Like Johansson, Hemsworth also feels his portrayal of his character has improved with each film. With 2017’s “Thor: Ragnarok,” Hemsworth believes he found his voice as the Norse god of thunder, finally able to put his own stamp on it, working with director Taika Waititi in a looser, more improvisational style. The film — a hit with both critics and audiences worldwide — revitalized the character. With “Endgame,” that tone is likely to continue, Hemsworth tells Arab News.

“There was more improvisation in this than the previous one (“Avengers: Infinity War”). The stakes were as high as they could be, but we found a great way to have another version, or more growth in the character, and found something unexpected again. That was so much fun. I’m very thankful that it happened this way, to finish strong, as opposed to the other way around,” says Hemsworth.

Paul Rudd joined the MCU with 2015’s “Ant-Man,” playing Scott Lang, a petty criminal who finds a suit that allows him to grow and shrink at will. Rudd has been the same reliable comic presence he has been since “Clueless” (1995) and “Anchorman” (2004), and if trailers can be trusted, his inclusion in “Avengers: Endgame” will add levity to the serious emotional weight the film promises.
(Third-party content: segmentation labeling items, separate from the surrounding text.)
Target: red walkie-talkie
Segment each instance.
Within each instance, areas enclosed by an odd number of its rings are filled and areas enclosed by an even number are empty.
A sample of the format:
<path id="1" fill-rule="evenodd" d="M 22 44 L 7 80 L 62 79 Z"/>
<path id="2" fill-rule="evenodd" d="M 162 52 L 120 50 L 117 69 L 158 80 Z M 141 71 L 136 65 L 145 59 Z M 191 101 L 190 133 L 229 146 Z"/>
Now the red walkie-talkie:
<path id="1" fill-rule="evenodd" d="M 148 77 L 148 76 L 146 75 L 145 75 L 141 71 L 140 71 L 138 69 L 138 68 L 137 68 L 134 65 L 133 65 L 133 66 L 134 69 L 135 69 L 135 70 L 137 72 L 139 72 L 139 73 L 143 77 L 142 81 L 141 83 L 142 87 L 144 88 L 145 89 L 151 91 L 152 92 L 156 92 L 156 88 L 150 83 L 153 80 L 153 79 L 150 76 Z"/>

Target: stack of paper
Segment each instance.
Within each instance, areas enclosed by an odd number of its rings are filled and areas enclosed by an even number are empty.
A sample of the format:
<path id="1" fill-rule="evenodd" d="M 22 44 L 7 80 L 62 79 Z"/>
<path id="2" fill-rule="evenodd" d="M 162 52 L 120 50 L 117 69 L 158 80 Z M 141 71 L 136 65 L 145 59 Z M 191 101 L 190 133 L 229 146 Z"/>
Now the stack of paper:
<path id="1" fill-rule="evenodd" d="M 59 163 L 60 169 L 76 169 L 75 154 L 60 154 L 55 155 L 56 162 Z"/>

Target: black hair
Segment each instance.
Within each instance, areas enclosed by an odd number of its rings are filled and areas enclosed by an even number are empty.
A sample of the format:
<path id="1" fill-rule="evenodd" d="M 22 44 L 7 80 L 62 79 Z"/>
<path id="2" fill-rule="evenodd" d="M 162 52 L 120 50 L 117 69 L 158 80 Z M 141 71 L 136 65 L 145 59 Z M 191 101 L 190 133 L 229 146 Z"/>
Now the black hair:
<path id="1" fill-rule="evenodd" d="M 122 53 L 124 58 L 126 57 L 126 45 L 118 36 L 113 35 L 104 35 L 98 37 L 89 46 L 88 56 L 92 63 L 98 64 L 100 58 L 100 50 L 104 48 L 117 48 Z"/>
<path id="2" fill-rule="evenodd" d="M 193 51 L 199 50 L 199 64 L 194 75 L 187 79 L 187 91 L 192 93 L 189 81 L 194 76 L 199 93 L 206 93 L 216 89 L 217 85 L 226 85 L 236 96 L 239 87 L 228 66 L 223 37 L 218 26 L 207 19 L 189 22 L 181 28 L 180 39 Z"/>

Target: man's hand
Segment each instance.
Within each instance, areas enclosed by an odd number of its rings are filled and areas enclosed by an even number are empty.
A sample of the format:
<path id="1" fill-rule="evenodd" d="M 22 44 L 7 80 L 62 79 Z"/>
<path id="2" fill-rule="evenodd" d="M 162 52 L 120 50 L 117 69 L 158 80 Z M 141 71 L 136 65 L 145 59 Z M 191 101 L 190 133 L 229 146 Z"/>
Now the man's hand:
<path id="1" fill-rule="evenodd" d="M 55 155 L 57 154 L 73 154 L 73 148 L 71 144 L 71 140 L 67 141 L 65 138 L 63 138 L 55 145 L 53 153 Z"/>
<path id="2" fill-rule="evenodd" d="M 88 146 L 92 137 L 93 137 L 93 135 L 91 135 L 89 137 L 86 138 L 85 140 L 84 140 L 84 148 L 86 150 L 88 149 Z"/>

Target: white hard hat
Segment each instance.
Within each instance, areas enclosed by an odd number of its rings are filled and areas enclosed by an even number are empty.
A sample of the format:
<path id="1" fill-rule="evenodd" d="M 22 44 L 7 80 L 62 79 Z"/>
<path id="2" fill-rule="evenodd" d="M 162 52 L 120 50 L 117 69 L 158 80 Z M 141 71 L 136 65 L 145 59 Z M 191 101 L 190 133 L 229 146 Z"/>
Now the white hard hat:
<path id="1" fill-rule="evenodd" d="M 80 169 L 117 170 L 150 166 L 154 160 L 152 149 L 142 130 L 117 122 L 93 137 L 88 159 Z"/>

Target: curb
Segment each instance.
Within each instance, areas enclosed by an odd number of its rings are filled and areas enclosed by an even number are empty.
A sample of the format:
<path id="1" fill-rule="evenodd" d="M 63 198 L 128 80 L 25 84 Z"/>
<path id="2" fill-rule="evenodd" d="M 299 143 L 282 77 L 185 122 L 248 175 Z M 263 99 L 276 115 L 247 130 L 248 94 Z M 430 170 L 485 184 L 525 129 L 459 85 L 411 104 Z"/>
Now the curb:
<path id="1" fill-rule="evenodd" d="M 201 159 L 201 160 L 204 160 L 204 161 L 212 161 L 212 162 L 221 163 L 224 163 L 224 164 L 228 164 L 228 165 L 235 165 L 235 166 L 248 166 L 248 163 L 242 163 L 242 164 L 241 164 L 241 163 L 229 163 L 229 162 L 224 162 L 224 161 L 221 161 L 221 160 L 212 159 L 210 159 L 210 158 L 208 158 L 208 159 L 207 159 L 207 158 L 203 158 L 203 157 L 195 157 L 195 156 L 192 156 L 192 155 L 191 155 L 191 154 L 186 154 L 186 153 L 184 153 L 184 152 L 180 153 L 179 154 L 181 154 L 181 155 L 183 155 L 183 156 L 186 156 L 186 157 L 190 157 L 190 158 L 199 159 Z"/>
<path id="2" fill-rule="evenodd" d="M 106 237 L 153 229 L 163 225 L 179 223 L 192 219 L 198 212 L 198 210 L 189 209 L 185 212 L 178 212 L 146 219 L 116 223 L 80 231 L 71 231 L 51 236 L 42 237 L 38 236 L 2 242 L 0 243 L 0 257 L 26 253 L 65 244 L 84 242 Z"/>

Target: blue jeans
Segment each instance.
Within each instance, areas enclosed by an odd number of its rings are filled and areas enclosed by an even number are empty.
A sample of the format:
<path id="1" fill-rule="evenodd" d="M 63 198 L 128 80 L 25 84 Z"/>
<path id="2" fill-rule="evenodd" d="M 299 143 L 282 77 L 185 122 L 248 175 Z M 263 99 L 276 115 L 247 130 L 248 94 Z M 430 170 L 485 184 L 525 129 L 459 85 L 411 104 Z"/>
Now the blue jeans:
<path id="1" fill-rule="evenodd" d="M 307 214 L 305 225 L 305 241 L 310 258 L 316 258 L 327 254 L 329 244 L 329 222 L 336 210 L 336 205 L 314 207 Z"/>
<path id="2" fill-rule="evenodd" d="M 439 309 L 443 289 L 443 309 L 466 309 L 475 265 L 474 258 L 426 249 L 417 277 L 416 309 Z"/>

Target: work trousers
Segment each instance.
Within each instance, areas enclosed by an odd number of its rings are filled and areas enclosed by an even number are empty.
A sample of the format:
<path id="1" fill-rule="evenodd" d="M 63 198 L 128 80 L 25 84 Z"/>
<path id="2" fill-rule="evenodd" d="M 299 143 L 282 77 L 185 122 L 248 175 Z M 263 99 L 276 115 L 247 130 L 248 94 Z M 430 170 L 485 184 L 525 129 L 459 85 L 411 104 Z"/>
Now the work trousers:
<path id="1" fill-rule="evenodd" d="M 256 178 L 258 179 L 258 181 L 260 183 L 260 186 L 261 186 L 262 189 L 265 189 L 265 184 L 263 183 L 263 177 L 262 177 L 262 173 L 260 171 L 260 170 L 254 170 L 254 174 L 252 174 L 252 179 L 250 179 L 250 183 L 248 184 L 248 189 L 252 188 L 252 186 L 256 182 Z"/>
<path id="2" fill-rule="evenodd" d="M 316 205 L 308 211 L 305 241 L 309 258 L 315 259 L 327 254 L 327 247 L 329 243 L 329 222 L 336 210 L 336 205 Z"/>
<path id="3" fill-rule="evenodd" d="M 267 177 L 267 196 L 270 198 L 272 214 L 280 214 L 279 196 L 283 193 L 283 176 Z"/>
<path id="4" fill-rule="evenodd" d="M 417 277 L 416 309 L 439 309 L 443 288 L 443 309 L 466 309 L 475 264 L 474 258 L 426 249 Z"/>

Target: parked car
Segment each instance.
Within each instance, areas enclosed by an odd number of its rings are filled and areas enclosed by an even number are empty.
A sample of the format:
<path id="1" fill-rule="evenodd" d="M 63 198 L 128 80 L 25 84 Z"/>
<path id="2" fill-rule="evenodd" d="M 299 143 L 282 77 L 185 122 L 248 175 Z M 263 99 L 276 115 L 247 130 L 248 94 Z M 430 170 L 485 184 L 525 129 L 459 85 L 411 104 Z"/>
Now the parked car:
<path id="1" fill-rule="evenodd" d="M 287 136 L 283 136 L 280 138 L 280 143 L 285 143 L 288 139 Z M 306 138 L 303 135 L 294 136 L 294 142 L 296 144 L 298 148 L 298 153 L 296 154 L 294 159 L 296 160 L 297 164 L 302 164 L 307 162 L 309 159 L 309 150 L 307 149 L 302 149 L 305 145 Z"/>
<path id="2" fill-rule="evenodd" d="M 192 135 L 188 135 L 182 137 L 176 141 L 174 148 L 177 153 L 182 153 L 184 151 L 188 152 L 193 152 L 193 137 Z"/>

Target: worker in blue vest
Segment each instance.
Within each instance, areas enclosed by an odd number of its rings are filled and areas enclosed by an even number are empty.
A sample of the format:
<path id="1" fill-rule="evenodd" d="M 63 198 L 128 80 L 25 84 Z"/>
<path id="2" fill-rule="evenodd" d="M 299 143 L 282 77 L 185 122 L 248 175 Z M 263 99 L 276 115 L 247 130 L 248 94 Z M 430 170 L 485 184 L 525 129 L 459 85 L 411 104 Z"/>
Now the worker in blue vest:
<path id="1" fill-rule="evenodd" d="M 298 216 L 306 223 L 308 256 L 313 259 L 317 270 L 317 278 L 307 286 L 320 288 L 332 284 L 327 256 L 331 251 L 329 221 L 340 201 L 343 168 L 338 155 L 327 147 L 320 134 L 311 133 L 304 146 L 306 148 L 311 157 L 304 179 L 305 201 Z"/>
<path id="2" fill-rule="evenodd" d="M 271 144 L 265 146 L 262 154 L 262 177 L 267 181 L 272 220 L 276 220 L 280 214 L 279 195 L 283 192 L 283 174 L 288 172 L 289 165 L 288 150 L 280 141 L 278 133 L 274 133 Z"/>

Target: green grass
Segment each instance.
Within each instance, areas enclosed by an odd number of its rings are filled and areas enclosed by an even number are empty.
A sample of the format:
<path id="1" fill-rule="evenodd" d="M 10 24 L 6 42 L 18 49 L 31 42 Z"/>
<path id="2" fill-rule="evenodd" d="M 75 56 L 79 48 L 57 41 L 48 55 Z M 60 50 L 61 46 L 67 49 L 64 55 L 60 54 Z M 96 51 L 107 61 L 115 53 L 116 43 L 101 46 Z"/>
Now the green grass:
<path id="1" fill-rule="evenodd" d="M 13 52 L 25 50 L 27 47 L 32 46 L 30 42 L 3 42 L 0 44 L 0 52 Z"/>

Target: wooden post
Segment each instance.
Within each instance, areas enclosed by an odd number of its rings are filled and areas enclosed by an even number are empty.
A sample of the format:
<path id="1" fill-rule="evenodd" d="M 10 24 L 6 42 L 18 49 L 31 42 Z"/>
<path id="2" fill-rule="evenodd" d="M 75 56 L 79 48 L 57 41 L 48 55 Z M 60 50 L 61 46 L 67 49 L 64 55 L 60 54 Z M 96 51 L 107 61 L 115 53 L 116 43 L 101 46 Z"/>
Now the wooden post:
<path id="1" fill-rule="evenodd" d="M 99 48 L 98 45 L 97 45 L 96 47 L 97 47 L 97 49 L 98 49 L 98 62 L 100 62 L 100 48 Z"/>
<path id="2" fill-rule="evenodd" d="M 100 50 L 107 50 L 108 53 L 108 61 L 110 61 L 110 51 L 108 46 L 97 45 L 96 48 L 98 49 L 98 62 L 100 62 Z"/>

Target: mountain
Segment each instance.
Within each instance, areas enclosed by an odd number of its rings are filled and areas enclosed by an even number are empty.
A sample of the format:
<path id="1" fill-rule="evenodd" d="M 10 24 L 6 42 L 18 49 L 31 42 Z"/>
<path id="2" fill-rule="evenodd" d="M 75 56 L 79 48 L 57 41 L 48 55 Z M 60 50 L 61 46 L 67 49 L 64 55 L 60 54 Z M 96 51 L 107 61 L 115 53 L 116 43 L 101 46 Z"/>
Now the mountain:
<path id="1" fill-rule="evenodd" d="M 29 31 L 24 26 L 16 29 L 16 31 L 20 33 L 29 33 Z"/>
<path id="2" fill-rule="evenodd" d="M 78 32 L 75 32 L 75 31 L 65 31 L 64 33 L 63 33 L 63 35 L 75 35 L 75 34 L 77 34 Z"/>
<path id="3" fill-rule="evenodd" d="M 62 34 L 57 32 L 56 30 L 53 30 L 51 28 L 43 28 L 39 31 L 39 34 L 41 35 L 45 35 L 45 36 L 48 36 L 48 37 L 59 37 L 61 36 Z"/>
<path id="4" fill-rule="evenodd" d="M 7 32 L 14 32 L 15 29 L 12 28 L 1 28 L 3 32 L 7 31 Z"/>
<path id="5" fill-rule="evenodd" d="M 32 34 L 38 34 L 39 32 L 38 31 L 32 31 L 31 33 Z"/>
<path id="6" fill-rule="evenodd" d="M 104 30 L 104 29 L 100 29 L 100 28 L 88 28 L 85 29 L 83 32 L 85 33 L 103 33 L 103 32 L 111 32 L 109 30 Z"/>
Rudd has enjoyed digging deeper into Lang in each subsequent MCU appearance, also citing Hemsworth’s evolution as Thor as one that he admires.

“Sometimes you finish a movie and when you’re done filming it, you think ‘Oh, now I’d like to start it, because I finally have a sense of the character.’ In this one, there’s several chances,” he says. “Characters morph and grow, as we do as people. I’m different from who I was three years ago or four years ago. You get to know the character more, you get to know the world more, the other actors better, and as a result you get to go even deeper with the character.

“I look at Thor in the first movie and then in ‘Thor: Ragnarok,’ and what a crazy amazing journey that character has been on,” he continues. “These films provide the opportunity to explore many different facets of the character.”

As much as the respective performances have evolved during 11 years of the MCU, the cultural landscape and conversation around gender has also moved forward, with audiences much less likely to tolerate female characters who are token or one dimensional. Johansson’s Black Widow has evolved with the times.

“The character started as sort of a sexy secretary with a skillset on the side. We didn’t know, or certainly I didn’t know, how the audience would react to the character, my interpretation of the character, who was obviously a beloved character for a long time. I feel the next time we saw her in ‘Avengers’ (2012) she was sort of one of the boys, for better or for worse, and that made sense then,” Johansson says.

“As the fans and the audiences have pushed Marvel and all the studios and filmmakers to really throw up on the screen what represents what’s going on in the zeitgeist, and wanting to see diverse films and casts that represent their own aspirations and how they feel, the character has sort of grown in reaction to that,” she continues. “And the movies have grown in reaction to that fan encouragement.”